Shef crawled over the edge and twisted his body down. For a moment he could not make his muscles force him on, as his legs retained a lingering grip on the level floor he had left. Then he pushed himself down, slid a foot or two, and stuck. He was jammed upside down in the tunnel in the pitch-black.

Not a nightmare, no panic. I must think of this as a puzzle. This cannot be a blind alley, no sense to it. Thorvin always said that no man bears a better burden than sense.

Shef groped round him. A gap. Behind his neck. Like a snake he slid into it. And there was level floor again, with this time a gap leading upward. He heaved himself into it, and for the first time in what seemed an age, stood upright. Beneath his fingers he found a wooden ladder.
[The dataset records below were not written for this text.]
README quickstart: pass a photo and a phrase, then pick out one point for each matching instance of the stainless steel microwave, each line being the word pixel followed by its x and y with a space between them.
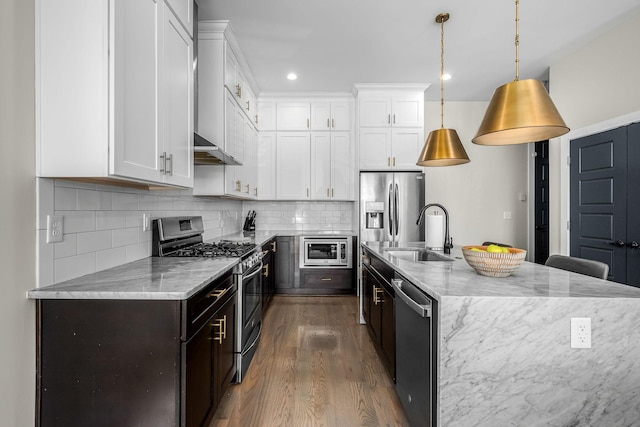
pixel 325 252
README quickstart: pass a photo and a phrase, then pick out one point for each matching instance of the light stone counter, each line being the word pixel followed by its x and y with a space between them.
pixel 504 353
pixel 151 278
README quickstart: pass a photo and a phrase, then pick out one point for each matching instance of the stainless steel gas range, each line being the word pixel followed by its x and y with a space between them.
pixel 182 237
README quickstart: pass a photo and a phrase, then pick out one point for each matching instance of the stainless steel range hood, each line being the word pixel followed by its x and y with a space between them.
pixel 207 153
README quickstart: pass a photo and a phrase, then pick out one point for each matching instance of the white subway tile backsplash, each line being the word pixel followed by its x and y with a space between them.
pixel 74 266
pixel 68 247
pixel 110 258
pixel 125 202
pixel 45 260
pixel 78 221
pixel 137 251
pixel 64 199
pixel 111 220
pixel 124 237
pixel 103 224
pixel 94 241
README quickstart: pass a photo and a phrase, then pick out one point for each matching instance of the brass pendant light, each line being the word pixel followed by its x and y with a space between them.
pixel 520 111
pixel 442 147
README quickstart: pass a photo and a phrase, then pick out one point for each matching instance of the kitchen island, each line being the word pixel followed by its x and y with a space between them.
pixel 504 356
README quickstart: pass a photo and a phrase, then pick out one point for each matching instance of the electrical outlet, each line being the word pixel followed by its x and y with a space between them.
pixel 580 332
pixel 146 222
pixel 55 230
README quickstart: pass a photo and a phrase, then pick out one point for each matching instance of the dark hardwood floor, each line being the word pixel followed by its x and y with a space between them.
pixel 315 366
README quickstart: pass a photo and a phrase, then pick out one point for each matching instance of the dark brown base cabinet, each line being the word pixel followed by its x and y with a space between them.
pixel 378 311
pixel 135 362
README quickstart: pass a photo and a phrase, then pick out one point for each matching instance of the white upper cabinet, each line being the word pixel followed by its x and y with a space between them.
pixel 293 116
pixel 330 116
pixel 389 106
pixel 266 116
pixel 330 166
pixel 183 10
pixel 116 106
pixel 391 126
pixel 293 150
pixel 227 113
pixel 266 166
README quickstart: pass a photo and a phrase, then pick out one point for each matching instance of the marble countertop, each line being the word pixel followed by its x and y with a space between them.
pixel 157 278
pixel 456 278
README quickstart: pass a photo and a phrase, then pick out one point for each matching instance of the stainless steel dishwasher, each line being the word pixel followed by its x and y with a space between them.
pixel 415 352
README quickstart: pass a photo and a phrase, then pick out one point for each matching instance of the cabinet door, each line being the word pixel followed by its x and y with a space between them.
pixel 293 115
pixel 177 101
pixel 341 166
pixel 320 116
pixel 340 116
pixel 407 144
pixel 388 332
pixel 266 165
pixel 285 264
pixel 408 111
pixel 375 148
pixel 199 395
pixel 224 361
pixel 230 69
pixel 320 165
pixel 292 172
pixel 375 111
pixel 267 116
pixel 183 9
pixel 136 129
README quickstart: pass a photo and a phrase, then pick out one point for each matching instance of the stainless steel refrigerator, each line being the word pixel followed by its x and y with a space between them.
pixel 390 203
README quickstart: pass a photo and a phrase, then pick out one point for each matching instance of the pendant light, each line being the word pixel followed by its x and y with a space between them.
pixel 520 111
pixel 442 147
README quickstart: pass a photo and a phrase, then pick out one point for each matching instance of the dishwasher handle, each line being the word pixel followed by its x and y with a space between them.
pixel 424 310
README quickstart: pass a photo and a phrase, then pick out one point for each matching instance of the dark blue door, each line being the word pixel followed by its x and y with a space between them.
pixel 604 199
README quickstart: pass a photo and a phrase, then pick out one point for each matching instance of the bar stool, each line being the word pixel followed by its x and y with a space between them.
pixel 579 265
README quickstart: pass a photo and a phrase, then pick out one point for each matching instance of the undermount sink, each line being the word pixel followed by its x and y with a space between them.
pixel 416 254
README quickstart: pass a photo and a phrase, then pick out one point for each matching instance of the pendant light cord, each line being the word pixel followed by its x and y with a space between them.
pixel 517 41
pixel 442 74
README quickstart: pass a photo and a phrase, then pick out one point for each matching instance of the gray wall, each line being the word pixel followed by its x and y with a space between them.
pixel 17 214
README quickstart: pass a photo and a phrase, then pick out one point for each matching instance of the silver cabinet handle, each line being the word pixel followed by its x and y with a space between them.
pixel 422 310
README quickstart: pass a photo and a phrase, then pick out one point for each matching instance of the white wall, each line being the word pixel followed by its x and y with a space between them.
pixel 17 214
pixel 597 83
pixel 477 194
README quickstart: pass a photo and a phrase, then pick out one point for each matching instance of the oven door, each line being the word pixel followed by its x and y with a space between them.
pixel 249 325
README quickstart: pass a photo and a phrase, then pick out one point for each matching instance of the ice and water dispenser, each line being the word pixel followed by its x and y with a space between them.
pixel 374 213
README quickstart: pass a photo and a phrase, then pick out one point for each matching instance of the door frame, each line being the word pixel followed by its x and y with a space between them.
pixel 565 183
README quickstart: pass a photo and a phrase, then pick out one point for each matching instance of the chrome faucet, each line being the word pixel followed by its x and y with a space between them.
pixel 448 241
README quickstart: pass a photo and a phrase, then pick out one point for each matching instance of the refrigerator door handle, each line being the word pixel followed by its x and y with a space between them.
pixel 396 219
pixel 391 211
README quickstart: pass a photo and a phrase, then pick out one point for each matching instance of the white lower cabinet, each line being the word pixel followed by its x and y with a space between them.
pixel 118 105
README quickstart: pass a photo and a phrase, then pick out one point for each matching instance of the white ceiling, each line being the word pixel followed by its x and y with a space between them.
pixel 332 44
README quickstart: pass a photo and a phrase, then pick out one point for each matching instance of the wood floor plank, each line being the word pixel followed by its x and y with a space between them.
pixel 315 366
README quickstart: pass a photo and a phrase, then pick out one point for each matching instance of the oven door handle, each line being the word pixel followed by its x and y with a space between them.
pixel 258 270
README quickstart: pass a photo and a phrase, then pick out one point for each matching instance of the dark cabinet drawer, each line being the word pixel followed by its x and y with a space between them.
pixel 326 278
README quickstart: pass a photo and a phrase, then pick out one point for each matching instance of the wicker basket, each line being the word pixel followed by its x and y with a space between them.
pixel 494 264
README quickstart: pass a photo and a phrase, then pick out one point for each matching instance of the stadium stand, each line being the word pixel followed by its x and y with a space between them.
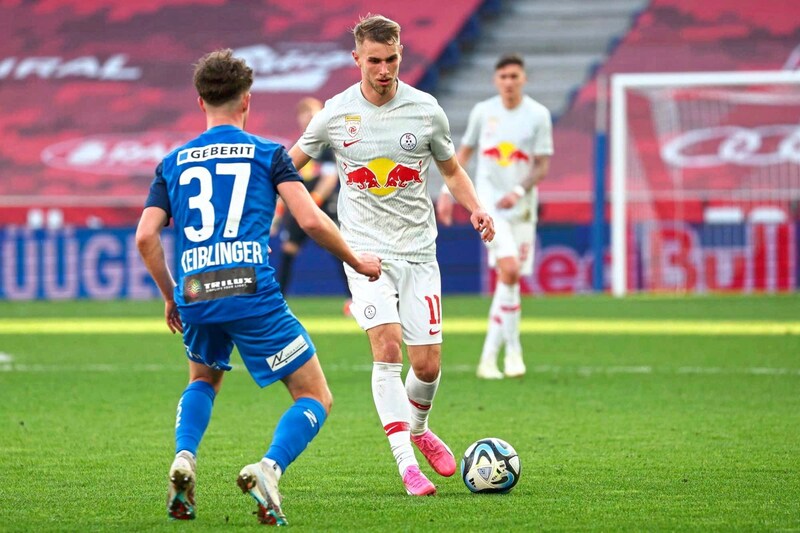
pixel 669 36
pixel 100 88
pixel 99 94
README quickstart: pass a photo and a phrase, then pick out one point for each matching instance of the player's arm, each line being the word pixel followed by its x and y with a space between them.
pixel 148 241
pixel 299 157
pixel 444 203
pixel 539 169
pixel 460 186
pixel 321 228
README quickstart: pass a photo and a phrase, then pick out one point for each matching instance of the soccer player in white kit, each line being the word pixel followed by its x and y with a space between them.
pixel 513 136
pixel 384 134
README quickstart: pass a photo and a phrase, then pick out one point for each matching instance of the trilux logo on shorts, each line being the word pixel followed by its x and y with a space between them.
pixel 219 283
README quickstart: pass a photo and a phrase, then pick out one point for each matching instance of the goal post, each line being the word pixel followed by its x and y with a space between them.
pixel 696 152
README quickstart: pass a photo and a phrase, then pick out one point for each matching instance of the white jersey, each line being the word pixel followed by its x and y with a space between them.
pixel 506 141
pixel 382 156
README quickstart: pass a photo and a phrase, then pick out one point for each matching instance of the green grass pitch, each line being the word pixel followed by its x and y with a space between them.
pixel 642 414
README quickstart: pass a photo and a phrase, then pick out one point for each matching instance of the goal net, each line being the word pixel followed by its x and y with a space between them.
pixel 705 181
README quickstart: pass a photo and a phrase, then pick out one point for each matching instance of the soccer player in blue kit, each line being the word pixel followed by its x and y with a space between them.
pixel 220 189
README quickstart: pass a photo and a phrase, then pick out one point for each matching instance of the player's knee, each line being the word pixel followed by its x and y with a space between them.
pixel 427 372
pixel 509 276
pixel 214 381
pixel 325 397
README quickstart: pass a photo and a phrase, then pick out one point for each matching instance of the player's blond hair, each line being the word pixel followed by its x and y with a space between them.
pixel 221 78
pixel 378 29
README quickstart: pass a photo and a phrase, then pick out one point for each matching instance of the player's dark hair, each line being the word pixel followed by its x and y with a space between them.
pixel 220 78
pixel 378 29
pixel 509 59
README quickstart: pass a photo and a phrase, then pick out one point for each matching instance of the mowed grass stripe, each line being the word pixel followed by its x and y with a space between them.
pixel 347 326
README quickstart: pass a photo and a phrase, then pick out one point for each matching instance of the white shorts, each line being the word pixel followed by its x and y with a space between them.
pixel 513 239
pixel 409 294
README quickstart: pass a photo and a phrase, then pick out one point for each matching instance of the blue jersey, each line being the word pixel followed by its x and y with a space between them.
pixel 220 189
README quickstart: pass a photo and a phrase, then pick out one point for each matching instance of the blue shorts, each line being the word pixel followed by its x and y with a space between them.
pixel 272 346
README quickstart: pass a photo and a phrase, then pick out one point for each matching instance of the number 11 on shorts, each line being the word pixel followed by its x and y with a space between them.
pixel 435 308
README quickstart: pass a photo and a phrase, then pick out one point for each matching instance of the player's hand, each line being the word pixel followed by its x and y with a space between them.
pixel 173 317
pixel 369 265
pixel 508 201
pixel 483 224
pixel 444 209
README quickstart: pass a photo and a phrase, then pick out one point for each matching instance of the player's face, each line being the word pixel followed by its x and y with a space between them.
pixel 509 81
pixel 379 64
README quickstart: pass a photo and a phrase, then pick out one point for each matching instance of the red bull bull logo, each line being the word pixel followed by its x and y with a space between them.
pixel 383 176
pixel 506 153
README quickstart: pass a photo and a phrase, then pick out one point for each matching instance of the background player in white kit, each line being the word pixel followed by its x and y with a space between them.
pixel 384 134
pixel 513 135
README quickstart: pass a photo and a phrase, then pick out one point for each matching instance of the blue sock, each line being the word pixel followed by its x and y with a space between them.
pixel 194 412
pixel 297 427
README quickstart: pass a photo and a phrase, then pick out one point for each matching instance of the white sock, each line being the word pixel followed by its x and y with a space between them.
pixel 420 396
pixel 510 311
pixel 274 466
pixel 494 333
pixel 391 401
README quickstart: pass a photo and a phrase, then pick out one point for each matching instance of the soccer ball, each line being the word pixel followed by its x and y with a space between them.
pixel 490 465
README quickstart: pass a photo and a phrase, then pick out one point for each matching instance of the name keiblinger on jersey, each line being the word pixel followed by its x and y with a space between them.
pixel 222 254
pixel 216 151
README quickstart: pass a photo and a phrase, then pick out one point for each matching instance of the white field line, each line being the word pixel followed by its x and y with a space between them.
pixel 584 371
pixel 347 326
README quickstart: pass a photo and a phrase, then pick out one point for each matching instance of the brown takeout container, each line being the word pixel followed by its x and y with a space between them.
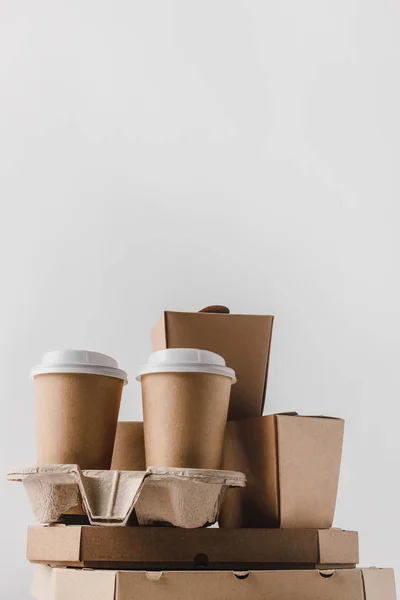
pixel 128 454
pixel 292 466
pixel 73 584
pixel 242 340
pixel 211 548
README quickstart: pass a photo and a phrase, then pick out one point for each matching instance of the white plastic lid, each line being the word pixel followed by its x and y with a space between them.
pixel 79 361
pixel 186 360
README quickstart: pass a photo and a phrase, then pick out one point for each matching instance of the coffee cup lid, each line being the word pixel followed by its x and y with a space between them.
pixel 186 360
pixel 79 361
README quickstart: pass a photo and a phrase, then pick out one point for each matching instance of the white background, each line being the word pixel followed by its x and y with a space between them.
pixel 177 154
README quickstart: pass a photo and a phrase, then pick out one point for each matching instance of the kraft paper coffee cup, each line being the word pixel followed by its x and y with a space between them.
pixel 185 395
pixel 77 399
pixel 128 452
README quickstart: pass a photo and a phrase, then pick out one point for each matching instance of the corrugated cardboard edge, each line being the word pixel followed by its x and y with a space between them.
pixel 379 584
pixel 73 583
pixel 159 333
pixel 81 584
pixel 267 365
pixel 348 552
pixel 70 550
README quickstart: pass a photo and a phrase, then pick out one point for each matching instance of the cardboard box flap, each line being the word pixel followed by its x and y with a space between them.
pixel 379 584
pixel 242 340
pixel 71 584
pixel 62 546
pixel 181 497
pixel 338 547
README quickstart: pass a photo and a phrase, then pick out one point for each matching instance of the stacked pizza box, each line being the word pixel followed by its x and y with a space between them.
pixel 126 508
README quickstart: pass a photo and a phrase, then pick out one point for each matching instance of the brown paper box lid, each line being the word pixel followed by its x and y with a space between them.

He climbed unsteadily upward. His head bumped against a trapdoor. But a door designed to be approached from outside would not open so readily from within. There could be feet of earth heaped on top of it.

Pulling the whetstone from his belt he braced himself against the shaft-wall and stabbed upward with the sharpened end. The wood splintered, creaked. He struck again and again. When he could get a hand through broken wood he wrenched more free. Sandy soil began to patter down into the tunnel, rushing faster and faster as the hole widened and the pale sky of dawn appeared above.

Shef hauled himself exhaustedly from the tunnel, emerging inside a copse of dense hawthorns, no more than a hundred paces from the barrow he had entered so long ago. On the barrow-top stood a knot of figures, staring down. He would not hide nor crawl away from them. He straightened up, settled the circlet, hefted the whetstone and walked quietly over toward them.

It was Hjörvarth, his half brother, as he had almost expected. Someone saw him in the growing light, cried out, fell back. The clump of men drew away from him, leaving Hjörvarth in the middle, by the still-unfilled hole. Shef stepped over the body of one of his English diggers, cut from shoulder to chest by a broadsword. He was aware now that Guthmund had a group of men drawn up fifty yards off, weapons drawn but unready to interfere.

Shef looked wearily at the horse-toothed face of his half brother.

“Well, brother,” he said. “It seems you want more than your share. Or are you maybe doing this for someone who is not here?”

The face in front of him tightened. Hjörvarth pulled his broadsword free, thrust his shield forward and paced down the slope of the barrow.

“You are no son to my father,” he snarled, and swung his broadsword.

Shef lifted the wrist-thick whetstone into its path. “Stone blunts scissors,” he said as the sword snapped. “And stone crushes skull.” He whipped the stone round backhand and felt the crunch as one of the carved, savage faces at one end sank into Hjörvarth’s temple.

The Viking staggered, fell on one knee, propping himself for a moment with his broken sword. Shef stepped sideways, measured the blow and swung with all his strength. Another crunch of bone, and his brother toppled forward, blood streaming from mouth and ears. Slowly, Shef wiped the gray matter from the stone and looked round at the gaping men from Hjörvarth’s crew.